The Savage 10-FCP-SR is similar in design to my match winning favorite, except it has a detachable box magazine and the action is mounted in a synthetic stock. The integrated scope rail is solidly mounted to the action and the entire package was very stable when shooting from sandbags.
I like box magazines on this type of rifle rather than detachable ones. I did not like this detachable magazine. It worked smoothly, but it was hard to get that 10th round in. I was extremely careful not to mar the Nexus cartridges while loading. The magazine ran ok, but the .308 exposed another issue: If the magazine is up against the sandbags under recoil, the bags often engaged, or disengaged, the release mechanism. It didn’t dump any rounds, but the partially attached magazine prevented the next round from loading. Solve this by backing off the sandbag a bit. The barrel is completely free floated and the area where the sandbag contacted didn’t make any difference.
The 1/10 rifling easily stabilized 168-175 grain bullets. I ran dozens of factory “match” and “tactical” rounds through and the groups varied from 2 to 3 inches at 150 yards. This is acceptable shooting, given the variable winds and conditions.

After warming up the Savage a little, I shot some Nexus 175-grain HPBT cartridges. Through the spotting scope, I had to study my groups for a few minutes, eventually checking them by going down range. The size of the groups using the Nexus 175 HPBT cartridges were half the size of ones by the other cartridges. Seriously.
I had a conversation with an ammunition engineer from Nexus about the inherent accuracy of the cartridge while shooting their products at SHOT Show. I can make accurate rounds, but I have to sort the brass by case volume, weigh each bullet, test the brass for concentricity, use precision gauges for seating and crimping, and measure every grain of powder twice. He told me that the standard deviation for their .338 Lapua was in the single digits for powder weights. I told him that I knew that this particular cartridge, the one I was putting through the Surgeon PSR Rifle at the time, likely used extruded powder. If the SD was in single digits, then the difference could not vary more than a grain of powder in a box of bullets—I was correct.

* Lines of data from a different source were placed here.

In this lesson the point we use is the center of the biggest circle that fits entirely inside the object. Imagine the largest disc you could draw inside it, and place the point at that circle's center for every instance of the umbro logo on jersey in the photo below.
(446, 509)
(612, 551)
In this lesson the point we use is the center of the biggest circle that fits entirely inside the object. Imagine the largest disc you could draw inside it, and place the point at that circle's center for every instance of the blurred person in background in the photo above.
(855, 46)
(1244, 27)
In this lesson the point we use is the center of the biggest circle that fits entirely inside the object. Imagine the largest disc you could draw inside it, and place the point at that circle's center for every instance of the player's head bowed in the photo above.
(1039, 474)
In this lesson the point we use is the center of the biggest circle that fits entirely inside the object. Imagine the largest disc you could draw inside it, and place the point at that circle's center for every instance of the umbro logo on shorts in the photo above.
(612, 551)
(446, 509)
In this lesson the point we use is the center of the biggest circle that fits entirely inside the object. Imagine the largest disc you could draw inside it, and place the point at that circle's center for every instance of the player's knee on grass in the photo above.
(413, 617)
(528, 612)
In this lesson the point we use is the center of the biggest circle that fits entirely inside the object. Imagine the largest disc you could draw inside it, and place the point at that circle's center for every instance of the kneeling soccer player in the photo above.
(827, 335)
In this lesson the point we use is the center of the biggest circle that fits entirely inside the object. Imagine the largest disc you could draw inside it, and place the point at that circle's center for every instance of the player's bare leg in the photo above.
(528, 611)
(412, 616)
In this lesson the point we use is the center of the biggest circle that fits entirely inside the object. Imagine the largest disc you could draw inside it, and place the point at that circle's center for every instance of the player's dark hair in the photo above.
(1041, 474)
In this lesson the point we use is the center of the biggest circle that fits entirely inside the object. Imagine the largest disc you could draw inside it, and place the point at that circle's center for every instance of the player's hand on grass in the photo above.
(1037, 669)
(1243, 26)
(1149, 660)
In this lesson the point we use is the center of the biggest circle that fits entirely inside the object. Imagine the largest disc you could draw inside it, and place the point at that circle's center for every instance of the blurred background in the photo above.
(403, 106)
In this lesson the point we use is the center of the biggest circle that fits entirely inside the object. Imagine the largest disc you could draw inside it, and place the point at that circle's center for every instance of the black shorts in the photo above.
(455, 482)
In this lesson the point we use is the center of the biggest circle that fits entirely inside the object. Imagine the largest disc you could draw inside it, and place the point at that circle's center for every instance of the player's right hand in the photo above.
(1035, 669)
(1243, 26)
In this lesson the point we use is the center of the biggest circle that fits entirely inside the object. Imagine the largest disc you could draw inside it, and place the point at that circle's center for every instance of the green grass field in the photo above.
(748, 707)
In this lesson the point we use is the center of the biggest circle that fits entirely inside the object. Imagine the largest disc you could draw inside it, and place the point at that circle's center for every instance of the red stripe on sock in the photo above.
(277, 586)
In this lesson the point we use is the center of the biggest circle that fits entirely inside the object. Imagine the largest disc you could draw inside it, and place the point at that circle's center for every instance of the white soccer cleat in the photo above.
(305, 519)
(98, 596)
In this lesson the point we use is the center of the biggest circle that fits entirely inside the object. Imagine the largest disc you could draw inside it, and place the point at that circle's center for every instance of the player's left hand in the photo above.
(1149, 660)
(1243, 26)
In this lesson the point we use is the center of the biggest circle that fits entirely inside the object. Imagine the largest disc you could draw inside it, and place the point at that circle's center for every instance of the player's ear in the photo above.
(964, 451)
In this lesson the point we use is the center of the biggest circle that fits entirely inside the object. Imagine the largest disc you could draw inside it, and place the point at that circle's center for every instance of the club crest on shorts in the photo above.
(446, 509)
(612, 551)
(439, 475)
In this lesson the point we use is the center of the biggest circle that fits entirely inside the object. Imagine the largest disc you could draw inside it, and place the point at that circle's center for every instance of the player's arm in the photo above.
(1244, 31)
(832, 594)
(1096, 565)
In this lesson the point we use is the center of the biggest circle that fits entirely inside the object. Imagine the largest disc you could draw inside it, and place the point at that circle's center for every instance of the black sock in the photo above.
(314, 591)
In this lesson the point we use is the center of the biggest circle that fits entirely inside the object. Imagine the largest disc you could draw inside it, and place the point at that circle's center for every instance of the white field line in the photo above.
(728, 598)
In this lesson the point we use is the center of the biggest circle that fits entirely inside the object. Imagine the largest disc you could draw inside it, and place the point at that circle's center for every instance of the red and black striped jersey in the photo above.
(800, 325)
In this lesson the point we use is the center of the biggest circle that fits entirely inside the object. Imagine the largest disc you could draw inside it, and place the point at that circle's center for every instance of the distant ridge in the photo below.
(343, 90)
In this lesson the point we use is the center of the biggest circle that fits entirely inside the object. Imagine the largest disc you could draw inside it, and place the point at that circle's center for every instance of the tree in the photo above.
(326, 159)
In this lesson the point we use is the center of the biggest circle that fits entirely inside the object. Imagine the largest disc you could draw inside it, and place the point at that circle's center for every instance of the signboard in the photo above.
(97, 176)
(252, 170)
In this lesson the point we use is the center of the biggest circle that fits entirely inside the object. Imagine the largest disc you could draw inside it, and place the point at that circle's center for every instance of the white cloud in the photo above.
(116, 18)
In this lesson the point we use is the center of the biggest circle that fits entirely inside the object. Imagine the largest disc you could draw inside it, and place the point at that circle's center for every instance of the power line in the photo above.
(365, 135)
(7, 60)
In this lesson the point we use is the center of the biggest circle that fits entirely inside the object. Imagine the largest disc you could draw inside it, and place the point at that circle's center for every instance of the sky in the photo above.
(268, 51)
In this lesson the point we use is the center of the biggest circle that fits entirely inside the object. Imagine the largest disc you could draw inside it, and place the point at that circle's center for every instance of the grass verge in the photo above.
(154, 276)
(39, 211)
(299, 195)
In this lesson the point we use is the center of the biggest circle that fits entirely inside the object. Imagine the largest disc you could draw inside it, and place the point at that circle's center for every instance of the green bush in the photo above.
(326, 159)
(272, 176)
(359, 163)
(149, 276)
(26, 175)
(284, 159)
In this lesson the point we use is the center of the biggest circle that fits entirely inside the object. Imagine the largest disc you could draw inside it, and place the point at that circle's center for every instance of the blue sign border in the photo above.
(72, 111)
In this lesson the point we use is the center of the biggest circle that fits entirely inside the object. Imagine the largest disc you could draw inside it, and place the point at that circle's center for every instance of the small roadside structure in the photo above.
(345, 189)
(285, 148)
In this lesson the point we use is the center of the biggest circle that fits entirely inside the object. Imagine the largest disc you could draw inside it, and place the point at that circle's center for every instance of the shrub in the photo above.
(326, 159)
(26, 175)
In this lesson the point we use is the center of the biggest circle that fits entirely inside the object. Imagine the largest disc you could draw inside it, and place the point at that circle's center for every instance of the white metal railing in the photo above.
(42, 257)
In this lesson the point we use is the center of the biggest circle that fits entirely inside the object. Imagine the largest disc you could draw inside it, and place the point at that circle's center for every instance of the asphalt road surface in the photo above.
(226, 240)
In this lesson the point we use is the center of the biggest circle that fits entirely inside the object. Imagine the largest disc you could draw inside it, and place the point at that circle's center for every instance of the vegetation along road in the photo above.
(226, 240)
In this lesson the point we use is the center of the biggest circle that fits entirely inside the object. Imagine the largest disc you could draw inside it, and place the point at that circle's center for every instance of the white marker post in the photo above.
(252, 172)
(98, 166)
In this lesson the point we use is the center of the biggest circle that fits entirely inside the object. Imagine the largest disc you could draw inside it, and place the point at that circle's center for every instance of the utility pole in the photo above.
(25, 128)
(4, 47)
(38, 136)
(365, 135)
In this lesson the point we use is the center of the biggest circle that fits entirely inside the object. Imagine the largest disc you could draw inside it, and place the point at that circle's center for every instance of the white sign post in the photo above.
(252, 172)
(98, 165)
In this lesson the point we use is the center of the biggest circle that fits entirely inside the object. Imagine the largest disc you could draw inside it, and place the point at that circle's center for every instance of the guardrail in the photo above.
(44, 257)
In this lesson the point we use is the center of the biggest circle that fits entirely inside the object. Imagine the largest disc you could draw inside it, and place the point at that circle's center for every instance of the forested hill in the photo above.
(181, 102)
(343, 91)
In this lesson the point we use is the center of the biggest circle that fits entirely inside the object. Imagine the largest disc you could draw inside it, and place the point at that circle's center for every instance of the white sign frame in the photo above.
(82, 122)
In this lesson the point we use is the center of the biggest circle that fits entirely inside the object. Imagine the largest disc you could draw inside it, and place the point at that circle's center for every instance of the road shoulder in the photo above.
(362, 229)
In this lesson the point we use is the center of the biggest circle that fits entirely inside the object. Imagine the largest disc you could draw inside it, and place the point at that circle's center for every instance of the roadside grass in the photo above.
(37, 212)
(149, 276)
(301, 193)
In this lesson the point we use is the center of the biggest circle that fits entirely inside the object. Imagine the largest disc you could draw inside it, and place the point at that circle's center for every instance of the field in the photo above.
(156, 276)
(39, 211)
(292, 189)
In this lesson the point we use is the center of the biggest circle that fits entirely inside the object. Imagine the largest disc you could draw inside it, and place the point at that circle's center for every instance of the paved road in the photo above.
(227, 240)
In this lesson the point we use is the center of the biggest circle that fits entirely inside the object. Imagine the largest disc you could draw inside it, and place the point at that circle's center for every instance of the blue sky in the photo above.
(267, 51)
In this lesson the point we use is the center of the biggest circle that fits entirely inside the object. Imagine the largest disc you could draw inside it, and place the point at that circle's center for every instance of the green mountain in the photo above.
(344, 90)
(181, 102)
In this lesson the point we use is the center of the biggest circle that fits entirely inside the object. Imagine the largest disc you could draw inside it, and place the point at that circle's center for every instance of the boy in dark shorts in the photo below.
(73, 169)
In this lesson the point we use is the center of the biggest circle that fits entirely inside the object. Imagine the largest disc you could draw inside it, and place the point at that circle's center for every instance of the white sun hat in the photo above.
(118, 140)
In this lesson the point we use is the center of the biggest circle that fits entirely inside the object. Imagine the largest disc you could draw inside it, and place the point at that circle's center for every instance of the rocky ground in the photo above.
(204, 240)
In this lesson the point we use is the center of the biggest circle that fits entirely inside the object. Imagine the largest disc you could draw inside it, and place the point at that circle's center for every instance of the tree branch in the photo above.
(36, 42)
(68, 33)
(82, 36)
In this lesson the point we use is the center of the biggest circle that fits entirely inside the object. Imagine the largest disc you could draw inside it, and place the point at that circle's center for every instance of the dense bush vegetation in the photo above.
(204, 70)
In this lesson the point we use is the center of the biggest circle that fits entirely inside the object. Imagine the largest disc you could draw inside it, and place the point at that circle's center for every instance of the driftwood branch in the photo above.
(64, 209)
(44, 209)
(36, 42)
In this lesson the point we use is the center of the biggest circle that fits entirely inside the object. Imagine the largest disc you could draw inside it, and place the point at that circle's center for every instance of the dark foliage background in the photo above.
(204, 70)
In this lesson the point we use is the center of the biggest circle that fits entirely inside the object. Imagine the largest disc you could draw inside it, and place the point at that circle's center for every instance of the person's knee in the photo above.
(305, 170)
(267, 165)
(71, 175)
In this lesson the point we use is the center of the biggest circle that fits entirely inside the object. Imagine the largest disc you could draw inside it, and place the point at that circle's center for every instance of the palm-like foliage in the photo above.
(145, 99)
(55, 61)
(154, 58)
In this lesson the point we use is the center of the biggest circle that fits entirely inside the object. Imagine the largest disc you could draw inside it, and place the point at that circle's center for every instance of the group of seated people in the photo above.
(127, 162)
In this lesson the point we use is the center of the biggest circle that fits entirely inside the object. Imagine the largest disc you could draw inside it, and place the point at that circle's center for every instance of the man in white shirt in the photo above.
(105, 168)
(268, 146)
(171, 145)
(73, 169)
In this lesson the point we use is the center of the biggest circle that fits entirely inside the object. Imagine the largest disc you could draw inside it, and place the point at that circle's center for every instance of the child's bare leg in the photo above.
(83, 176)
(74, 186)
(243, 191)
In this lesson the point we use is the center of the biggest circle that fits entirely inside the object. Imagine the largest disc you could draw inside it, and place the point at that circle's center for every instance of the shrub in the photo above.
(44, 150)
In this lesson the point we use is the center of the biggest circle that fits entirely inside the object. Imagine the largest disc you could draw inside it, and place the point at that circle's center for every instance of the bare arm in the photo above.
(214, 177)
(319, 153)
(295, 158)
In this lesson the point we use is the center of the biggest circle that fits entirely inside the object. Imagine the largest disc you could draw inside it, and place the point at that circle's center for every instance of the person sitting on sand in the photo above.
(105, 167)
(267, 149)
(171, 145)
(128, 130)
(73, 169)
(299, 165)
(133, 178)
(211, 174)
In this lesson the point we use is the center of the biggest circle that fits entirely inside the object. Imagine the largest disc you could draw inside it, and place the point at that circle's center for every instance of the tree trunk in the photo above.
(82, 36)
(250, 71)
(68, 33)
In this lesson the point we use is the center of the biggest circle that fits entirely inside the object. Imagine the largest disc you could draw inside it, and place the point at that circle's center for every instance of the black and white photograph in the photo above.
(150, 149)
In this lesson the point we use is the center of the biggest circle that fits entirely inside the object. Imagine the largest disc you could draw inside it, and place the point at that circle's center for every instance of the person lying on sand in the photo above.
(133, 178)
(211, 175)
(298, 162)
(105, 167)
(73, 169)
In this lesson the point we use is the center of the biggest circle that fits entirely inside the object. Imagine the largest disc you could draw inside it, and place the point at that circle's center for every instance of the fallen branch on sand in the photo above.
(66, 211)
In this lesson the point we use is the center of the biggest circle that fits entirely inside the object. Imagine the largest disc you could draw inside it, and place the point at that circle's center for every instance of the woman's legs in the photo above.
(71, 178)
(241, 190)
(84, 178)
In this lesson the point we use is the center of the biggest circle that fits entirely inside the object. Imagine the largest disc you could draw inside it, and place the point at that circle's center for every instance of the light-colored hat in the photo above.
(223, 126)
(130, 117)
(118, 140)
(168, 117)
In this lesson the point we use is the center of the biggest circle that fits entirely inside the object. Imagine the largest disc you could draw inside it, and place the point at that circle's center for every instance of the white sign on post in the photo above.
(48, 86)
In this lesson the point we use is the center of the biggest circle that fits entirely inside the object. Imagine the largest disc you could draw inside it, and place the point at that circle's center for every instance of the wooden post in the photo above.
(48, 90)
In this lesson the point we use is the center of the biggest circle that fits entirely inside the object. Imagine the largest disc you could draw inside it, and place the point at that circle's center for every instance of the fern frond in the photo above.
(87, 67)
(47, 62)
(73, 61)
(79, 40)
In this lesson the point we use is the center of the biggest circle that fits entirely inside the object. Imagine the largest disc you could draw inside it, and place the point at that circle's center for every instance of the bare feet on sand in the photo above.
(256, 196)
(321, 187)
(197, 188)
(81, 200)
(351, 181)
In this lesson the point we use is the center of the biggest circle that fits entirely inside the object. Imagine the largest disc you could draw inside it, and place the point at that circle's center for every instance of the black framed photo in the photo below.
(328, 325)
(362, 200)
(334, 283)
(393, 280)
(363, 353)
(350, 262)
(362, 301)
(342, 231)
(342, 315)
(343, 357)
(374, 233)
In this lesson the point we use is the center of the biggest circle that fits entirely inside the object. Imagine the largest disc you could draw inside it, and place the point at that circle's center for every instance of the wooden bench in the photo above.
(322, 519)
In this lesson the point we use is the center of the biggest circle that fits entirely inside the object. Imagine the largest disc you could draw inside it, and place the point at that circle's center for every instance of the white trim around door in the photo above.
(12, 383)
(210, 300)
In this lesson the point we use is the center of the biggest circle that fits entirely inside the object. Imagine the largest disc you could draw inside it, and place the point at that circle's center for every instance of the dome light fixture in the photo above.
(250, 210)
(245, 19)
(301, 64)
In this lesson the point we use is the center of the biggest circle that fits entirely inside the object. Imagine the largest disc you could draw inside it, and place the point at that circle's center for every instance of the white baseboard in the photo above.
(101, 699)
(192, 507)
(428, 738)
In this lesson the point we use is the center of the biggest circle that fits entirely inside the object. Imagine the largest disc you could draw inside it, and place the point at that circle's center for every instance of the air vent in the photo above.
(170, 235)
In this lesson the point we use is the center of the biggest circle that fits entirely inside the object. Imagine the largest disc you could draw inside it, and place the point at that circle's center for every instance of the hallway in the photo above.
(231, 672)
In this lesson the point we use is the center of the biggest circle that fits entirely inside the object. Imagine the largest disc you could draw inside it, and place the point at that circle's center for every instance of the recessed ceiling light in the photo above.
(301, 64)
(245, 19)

I guessed how that could be done (only obsessed people can produce that kind of accuracy). My guess was close but they had changed the paradigm a little. I don’t know if I’m supposed to share how they did it, so I won’t. Again, I can make cartridges like this, but they are labor intensive.

But here’s a hint on how Nexus does it: Their scales were not designed for the ammunition industry and their cartridges have the Nexus headstamp on them. (I am saving my brass for the next match.) After we had this talk, I repeatedly hit the 900-meter target using the Surgeon PSR and Nexus rounds.
Back on our shooting range in Mariposa County with a Savage 10-FCP-SR. I did not do any ballistic testing, but their cartridge has a muzzle velocity of 2750 fps for a 175-grain HPBT.
The Savage 10 FCP SR has a MSRP of $785, very inexpensive for a rifle that is suitable for swearing in. Bushnell has their Elite Tactical Hunter 3-12x 44mm on their website for $1,261.45, but the price varies online.
I don’t know how much the Nexus ammo costs. If the job requires extreme precision, I don’t really care. Whatever it is, I would pay it.